Funk, who became the oldest winner in event history by nearly seven years, completed the event at 9-under-par 279. With the win, he earned a five-year exemption for the PGA Tour and entrance into all four majors this year.
'I'm speechless right now,' Funk said. 'It was a tough day obviously with the wind and the conditions, but I hit the ball really good. I was in control of my swing and I felt good about that.'
The third and final rounds were both completed on Monday after serious weather problems forced the delayed finish. Players had to battle winds that gusted over 40 mph on Monday, which sent scores soaring.
The 18th hole, a par-4, yielded no birdies and played to a stroke average of 4.817 in the final round. The always difficult island green at No. 17 saw Bob Tway post a 12 in the final round after he knocked four balls in the water.
'If it's this breezy here, I don't go out. You don't even hit balls when its this windy,' summarized world No. 1 Vijay Singh, who practices at the TPC at Sawgrass regularly. 'The wind was really, really hard. We never play conditions like this. It was just brutal out there.'
Tom Lehman, the 1996 British Open champion, fired the round of the day as he closed with a 4-under 68 to share second place. He was joined at 8 under par by Scott Verplank (70) and third-round leader Luke Donald (76). Joe Durant, one of four second round co-leaders, ended in fifth at minus-7.
Funk began the final round four strokes behind Donald and was playing two groups ahead of the Englishman. Funk played his normal steady game early as he was 1 over through six holes.
The 48-year-old began to claw back into the tournament when he drained a birdie putt at the par-4 seventh. Funk made it two in a row as his birdie try at the eighth found the bottom of the cup.
Funk moved to 10 under and a share of the lead with Durant when he rolled in a 15-foot birdie putt at the 12th. The former University of Maryland golf coach converted his fourth birdie in seven holes at the 13th to move one clear.
The seven-time winner on the PGA Tour then began battling his putter. Funk three-putted for bogey on each of the next two holes to slide back into a tie for the lead with Donald and Verplank at minus-9.
'On 14, I had a brutal first putt and (at) 15 I hit a bad first putt, but both of those were really good second putts,' said Funk. 'I just hit a couple of shots on the wrong side of a hole, which you can't really help out here with the way the conditions are.'
Funk righted the ship with a two-putt birdie at the par-5 16th. He again three-putted for bogey on the island green at 17, but maintained a one-shot cushion as Verplank bogeyed the last and Donald bogeyed the 12th and 14th.
Funk, knowing he needed to at worst par the last, found the fairway off the tee. With the wind gusting from the left, he pulled his second shot into the greenside bunker left of the pin. He hit a stellar bunker shot to 5 feet and sank the par putt to enter the clubhouse at minus-9.

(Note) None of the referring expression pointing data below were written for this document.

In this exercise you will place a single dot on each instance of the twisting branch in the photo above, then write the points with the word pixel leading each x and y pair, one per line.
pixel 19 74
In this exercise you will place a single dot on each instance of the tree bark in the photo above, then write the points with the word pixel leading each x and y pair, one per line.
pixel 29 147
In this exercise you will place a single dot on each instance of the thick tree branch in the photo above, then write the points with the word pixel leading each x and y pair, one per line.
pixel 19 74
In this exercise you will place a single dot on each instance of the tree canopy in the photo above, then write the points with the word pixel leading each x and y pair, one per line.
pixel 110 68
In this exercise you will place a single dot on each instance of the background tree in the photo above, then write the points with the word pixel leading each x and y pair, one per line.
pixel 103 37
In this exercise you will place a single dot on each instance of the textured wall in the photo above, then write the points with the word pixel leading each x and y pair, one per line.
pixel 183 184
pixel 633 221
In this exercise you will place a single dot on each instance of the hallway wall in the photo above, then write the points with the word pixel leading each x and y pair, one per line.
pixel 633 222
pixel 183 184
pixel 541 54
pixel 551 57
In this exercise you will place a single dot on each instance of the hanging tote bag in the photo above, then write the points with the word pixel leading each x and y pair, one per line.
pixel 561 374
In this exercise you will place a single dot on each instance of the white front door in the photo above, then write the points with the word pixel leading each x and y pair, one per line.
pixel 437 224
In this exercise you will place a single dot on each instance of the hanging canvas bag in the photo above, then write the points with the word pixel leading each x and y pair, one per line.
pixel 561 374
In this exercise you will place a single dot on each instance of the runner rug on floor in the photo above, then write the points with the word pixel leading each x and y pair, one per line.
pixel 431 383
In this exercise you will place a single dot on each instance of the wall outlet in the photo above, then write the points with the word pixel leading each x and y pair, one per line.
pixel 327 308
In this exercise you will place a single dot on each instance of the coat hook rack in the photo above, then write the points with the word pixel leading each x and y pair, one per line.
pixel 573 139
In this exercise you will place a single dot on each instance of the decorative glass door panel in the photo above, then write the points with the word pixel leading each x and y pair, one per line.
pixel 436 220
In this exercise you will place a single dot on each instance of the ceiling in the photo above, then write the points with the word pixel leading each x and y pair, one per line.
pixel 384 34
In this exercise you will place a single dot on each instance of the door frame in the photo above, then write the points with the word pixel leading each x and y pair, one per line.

'It would have been nice to have a little more of a cushion there heading to the last, but I never make anything easy for myself,' Funk said.
Lehman and Verplank were already in the clubhouse at 8 under and therefore eliminated with Funk's par.
Donald and Durant had a chance to tie Funk at the last though. Durant's drive at the 18th trickled into the right rough, while Donald split the fairway.
Durant's second came up short and he needed to hole a difficult pitch to force a playoff. His chip came up well short and he eventually would walk away with bogey when he missed his 12-foot par putt.
Donald's second shot bounced right past the pin and ended up over the green on the fringe. His birdie try slid by the left edge and the crown was Funk's.
Lehman got into contention with his hot play on the front nine. He birdied four of five holes from the second to jump to 8 under. However, he played his final 12 holes at even par with two birdies and two bogeys.
'It was a very, very difficult day to play and I'm just very thankful that I was able to scramble around the golf course,' said Lehman. 'It didn't feel like I hit the ball all that great, I missed a lot of fairways, but I put the ball in the right position and made a few putts.'
Donald was done in by a 4-over 40 on the front nine of his final round. That included one birdie, three bogeys and a double bogey.
Durant, a three-time winner on tour, got off to a good start with a birdie at the second. However, it was all down hill from there as he bogeyed two of his next three holes. He finished two shots of the pace due to three back-nine bogeys.
Tim Herron and Steve Elkington shared sixth place at 6-under-par 282. Adam Scott, the 2004 champion, was one of four players one stroke further back at minus-5. He was joined there by Zach Johnson, J.L. Lewis and two-time Players Championship winner Davis Love III.
Golf's 'Big Four' - Singh, Tiger Woods, Ernie Els and Phil Mickelson - never threatened the leaders in the final round. Singh posted the best finish, a tie for 12th, at 4-under-par 284. Els finished one stroke behind the world No. 1, while Mickelson came in at plus-2. Woods posted back-to-back 75s in the final two rounds to end the tournament at plus-5.